The one exception will be the anti-terrorism agenda listed above. Republican leaders will be more than happy if their Democratic colleagues erect procedural hurdles against these efforts to fight terrorist organizations. After all, the world will be watching.

And erect them the Democrats will.

Case in point: the controversial August 17 decision by federal District Court Judge Anna Diggs Taylor that the Bush Administration's terrorist surveillance program was unconstitutional. Taylor, an appointee of President Jimmy Carter, accepted the arguments of the lead plaintiff, the ACLU, that the program violates privacy and free speech rights, the constitutional separation of powers and the Foreign Intelligence Surveillance Act, which created special courts to assess the legality of secret surveillance within the United States.

Republicans denounced the decision. "We stop terrorists," Speaker Hastert said, "by watching them, following them, listening in on their plans and then arresting them before they can strike. Our terrorist surveillance programs ... saved the day by foiling the London terror plot." House Intelligence Committee Chairman Pete Hoekstra (R.-Mich.) said: "It is disappointing that a judge would take it upon herself to disarm America during a time of war."

Yet leading Democrats rushed to the microphones to praise Taylor's decision. The senior Democrat on the Senate Intelligence Committee, Jay Rockefeller (D.-W.Va.), labeled the terrorist surveillance program the Bush Administration's "tragic failure." Senate Minority Leader Harry Reid (D.-Nev.) said the administration now must "work with the Congress to develop effective tools to defeat terrorists." Translation: We Dems will proudly oppose initiatives that offend our civil-libertarian sensibilities.
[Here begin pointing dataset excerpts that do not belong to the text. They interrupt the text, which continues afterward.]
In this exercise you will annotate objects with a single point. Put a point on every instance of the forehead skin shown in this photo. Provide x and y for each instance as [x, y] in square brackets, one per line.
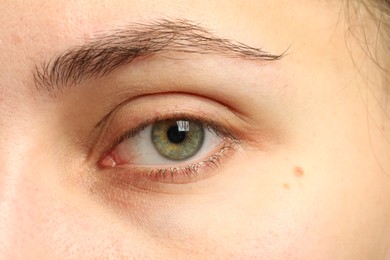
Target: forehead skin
[338, 208]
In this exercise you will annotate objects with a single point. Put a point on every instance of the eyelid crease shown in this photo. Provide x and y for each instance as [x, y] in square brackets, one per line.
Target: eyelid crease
[216, 128]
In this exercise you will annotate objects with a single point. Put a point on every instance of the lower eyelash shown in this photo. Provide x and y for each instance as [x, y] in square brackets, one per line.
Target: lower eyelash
[190, 172]
[143, 178]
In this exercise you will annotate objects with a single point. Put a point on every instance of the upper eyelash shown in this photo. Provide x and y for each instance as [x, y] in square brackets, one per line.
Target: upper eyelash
[214, 127]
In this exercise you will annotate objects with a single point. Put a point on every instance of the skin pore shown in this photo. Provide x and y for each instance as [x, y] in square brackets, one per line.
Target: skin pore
[306, 175]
Frist, it now appears, will grant Reid his wish and bring to the Senate floor in September the National Security Surveillance Act of 2006, authored by Senate Judiciary Chairman Arlen Specter (R.-Pa.). The bill authorizes the surveillance program and, significantly, acknowledges "the constitutional authority of the President" to conduct terrorist surveillance. Its preamble, moreover, makes a case for the program that will be hard to dispute on the campaign trail. Federal anti-terrorism investigators, it says, should have "tools at least as broad as those used by federal agents investigating domestic crimes" such as "drug conspiracies and money-laundering rings."

However, Specter's bill encompasses but one part of the broader anti-terrorist agenda.

Other parts of that agenda may be brought to the floor in other bills such as the Pentagon and Homeland Security spending bills, but the best floor strategy, as argued in this column last week, would be to give all of these anti-terrorism initiatives a unique identity by bundling them together into one robust legislative package. Call it Patriot Act II. There's no better way to give the voters a single opportunity to assess the anti-terrorist agenda and judge their elected officials accordingly.

Mike Franc, who has held a number of positions on Capitol Hill, is vice president of Government Relations at The Heritage Foundation.